Lesen Sie einen Ausschnitt aus dem Manuskript:

Sprecher: 

Aus dem grauen, leblos wirkenden Erdboden arbeiten sich zaghaft die ersten Triebspitzen der Krokusse empor und bilden bald darauf lila Teppiche. Nahrung für die Hummeln, die langsam aus der Winterruhe erwachen. Sie sind bei den ersten Sonnenstrahlen aus ihren Erdlöchern emporgekrabbelt und fliegen nun mit leisem Summen von Blüte zu Blüte. So als würden sie die Geschichten des Winters miteinander teilen. Goldgelbe Pollenstaubwolken fliegen durch die Luft. Das pralle Leben kehrt zurück nach dem langen, kargen Winter. 

Sprecherin: 

Jedem Anfang wohnt ein Zauber inne.

Sprecher: 

In der Natur, so wie in allem Leben.

O-Ton 1 Petra Bock (0‘29“)

Und dann bin ich ins Bett gegangen, konnte lange nicht einschlafen, plötzlich hatte ich ne Art Vision, so kann man es wirklich nennen, hatte ich ein Bild, wie ich an einem wunderschönen Frühlingstag in einem Zimmer sitze bei offenem Fenster, draußen ist ein Obstgarten, die Vögel zwitschern, und ich sitze da und schreibe. Und in dem Moment kam so ein richtiges Glücksgefühl auf. Eins, dass ich seit Monaten nicht mehr kannte. 

Sprecherin: 

Ein Neuanfang im Leben der promovierten Politologin Petra Bock. Bevor er Wirklichkeit wurde, kam er zunächst als vielversprechende Vision in ihr Leben geschneit. 

Sprecher: 

„Neuanfang“ – das klingt fast magisch. Nach Chancen. Verheißungsvoll, inspirierend, motivierend. Nach frischem Wind, Fülle, Optimismus und Weiterentwicklung. Das ganze Leben ist voller Neustarts: freiwilligen wie unfreiwilligen. Großen wie kleinen. Jeder Tag, jedes Aufwachen, jeder Atemzug ist im Grunde ein winziger Neuanfang. Nicht immer, aber oft muss etwas Altes sterben, bevor etwas Neues beginnen kann. 

Musik, dann darüber

Sprecherin: 

Petra Bock führte ein Leben wie aus einem Hochglanzmagazin. Sie fuhr ein chices Auto, trug teure Klamotten und führte ein klassisches Businessleben in der Banken-Metropole Frankfurt. Dort arbeitete sie – nach ihrer Promotion mit 28 – als Unternehmensberaterin und Wirtschaftsanalystin.  12-14-Stunden-Tage waren die Regel.

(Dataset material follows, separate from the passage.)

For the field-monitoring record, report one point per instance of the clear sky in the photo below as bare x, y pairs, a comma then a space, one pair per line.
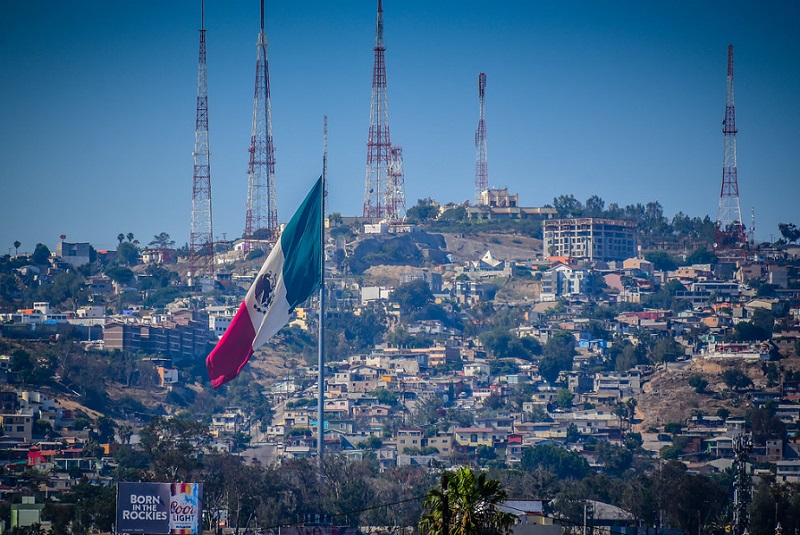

O-Ton 2 Petra Bock (0‘16“)

Das war einfach sehr, sehr anstrengend, und ich war immer öfter erkältet. Bin dann trotzdem ins Büro gegangen, hab mich trotzdem reingeschleppt, hab dann für die Präsentationen noch irgendwie ne Tablette geschluckt, dass ich mit dem Fieber zurechtkomme. Das ist dann so ein Prozess geworden, so dass ich mich fast jede Woche neu erkältet hab. 

Musikzäsur

O-Ton 3 Günter Menne (0‘11“): 

Wenn Menschen zu mir kommen, dann kommen sie aus zwei Beweggründen. Eigentlich immer. Sie wollen irgendwo hin – zu oder sie wollen von – weg. Von etwas weg. 

Sprecherin: 

Günter Menne ist Coach. Er begleitet Menschen bei Neuanfängen. Oft, so seine Erfahrung, meldet sich dieses Bedürfnis in der Lebensmitte.

O-Ton 4 Günter Menne (0‘06“): 

Wo die große Frage im Raum steht für viele: Was denn noch? Was ist noch möglich?

O-Ton 5 Petra Bock (0‘08“) 

Die Frage war: Möchte ich das bis zum Ende meines Lebens machen? Also bis zum Ende meines Berufslebens machen? Und dann kam sofort so ein: „Nee, um Gottes Willen. Das halt ich gar nicht aus!“

O-Ton 6 Günter Menne (0‘53“): 

Wenn Hesse in seinem Gedicht „Stufen“ von jedem Zauber spricht, der uns beschützt bei allen Neuanfängen, dann denke ich aus meiner Erfahrung, die ich auch als Coach gewonnen habe, dass dieser Zauber sich nur dann entfalten kann, wenn wir wirklich gegenwärtig bleiben bei den Veränderungen, die uns oft auch widerfahren. 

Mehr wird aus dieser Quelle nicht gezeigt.